Au chapitre VI, versets 1 à 15, de son Évangile, saint Jean raconte le fait suivant :
Jésus était suivi d'une grande foule. Il s'assit sur la montagne avec ses disciples. Et voyant la multitude, il demanda à Philippe :
"Où achèterons-nous des pains, pour que ceux-ci mangent ?"
Philippe répondit :
"Deux cents deniers de pain ne suffiraient pas pour que chacun en ait même un petit morceau."
André, qui avait entendu et avait regardé autour de lui, dit à Jésus :
"Il y a ici un petit garçon qui a cinq pains d'orge et deux poissons ; mais qu'est-ce que cela pour tant de monde ?"
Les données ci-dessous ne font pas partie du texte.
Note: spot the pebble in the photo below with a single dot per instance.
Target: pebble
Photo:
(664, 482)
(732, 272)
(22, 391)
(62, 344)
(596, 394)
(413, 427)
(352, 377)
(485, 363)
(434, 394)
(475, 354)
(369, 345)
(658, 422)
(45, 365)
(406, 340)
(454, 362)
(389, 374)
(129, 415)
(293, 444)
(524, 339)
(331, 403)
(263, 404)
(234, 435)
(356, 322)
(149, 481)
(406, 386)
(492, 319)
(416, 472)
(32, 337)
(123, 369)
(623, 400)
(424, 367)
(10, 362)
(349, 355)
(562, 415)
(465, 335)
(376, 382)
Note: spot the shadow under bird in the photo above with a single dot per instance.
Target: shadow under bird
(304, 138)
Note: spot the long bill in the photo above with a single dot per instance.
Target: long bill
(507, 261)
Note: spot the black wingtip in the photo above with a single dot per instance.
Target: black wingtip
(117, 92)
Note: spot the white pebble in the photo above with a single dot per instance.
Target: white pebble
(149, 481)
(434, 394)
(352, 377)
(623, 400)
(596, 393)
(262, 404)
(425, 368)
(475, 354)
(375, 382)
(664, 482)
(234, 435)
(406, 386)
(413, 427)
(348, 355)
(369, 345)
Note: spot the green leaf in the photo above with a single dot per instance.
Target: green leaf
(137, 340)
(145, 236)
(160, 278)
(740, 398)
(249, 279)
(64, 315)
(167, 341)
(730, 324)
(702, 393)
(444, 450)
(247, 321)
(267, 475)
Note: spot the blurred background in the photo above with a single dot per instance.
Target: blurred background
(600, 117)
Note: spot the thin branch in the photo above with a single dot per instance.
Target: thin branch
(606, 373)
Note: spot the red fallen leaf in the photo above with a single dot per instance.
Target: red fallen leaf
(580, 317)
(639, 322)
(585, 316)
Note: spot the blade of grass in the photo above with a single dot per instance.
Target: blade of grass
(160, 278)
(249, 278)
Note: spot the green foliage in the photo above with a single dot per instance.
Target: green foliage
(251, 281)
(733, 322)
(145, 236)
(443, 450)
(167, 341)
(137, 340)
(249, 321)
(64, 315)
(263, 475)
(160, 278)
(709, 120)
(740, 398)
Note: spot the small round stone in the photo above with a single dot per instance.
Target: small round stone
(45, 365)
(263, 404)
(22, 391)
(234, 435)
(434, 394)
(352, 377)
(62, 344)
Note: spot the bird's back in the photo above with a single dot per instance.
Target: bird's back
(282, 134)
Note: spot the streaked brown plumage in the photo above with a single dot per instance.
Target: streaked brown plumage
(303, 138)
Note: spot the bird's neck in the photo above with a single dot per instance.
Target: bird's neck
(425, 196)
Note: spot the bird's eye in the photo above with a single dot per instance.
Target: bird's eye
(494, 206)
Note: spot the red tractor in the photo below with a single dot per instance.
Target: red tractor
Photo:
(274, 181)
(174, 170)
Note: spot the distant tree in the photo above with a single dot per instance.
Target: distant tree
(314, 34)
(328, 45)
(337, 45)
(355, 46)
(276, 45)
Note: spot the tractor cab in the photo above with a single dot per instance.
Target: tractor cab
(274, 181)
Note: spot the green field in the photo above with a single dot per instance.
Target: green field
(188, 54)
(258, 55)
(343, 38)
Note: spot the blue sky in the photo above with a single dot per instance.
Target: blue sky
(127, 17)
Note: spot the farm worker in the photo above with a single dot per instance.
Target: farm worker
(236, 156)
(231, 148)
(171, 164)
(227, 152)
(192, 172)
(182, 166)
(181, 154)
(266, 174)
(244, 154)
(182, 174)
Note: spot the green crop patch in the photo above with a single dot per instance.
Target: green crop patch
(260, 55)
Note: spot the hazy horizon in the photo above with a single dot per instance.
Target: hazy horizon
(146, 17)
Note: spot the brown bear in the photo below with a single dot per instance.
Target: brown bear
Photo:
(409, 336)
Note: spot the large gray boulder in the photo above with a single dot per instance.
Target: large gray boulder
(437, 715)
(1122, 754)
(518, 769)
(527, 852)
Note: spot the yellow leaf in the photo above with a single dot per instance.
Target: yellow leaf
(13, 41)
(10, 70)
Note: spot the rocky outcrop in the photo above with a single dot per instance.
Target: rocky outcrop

Tant de monde ! C'est qu'en effet, il y avait là environ 5,000 hommes. Cinq mille hommes ! Un politicien n'eût songé qu'à leur faire un discours et à leur servir des promesses. Notre-Seigneur avait fait aussi un discours, un discours pour la vie spirituelle. Mais il savait que le corps, lui, ne vit point de discours ni de promesses. Et il ne voulait point renvoyer cette multitude sur sa faim. Il fallait lui donner à manger. Et tout de suite.
Jésus "les fit asseoir sur l'herbe", afin qu'ils mangent à l'aise. La source de nourriture ne manquait point : il disposait de son pouvoir divin. Il les fit donc asseoir pour leur servir à manger.
Un politicien ou un économiste de nos jours crierait, ahuri : "Scandale ! Point d'une telle affaire ! La nourriture ne manque pas, il est vrai, puisqu'en temps normal il y en a trop et on ne sait où la coffrer. Mais faire asseoir des gens et leur servir à manger, rien que parce qu'ils ont faim, c'est contraire à tout règlement, c'est la destruction de l'ordre établi. Ne les faites point asseoir ainsi, mettez-les d'abord à l'ouvrage : l'embauchage intégral !"
Mais Jésus n'était point un politicien. Son cœur — son cœur d'homme comme son cœur divin — avait pitié de cette foule.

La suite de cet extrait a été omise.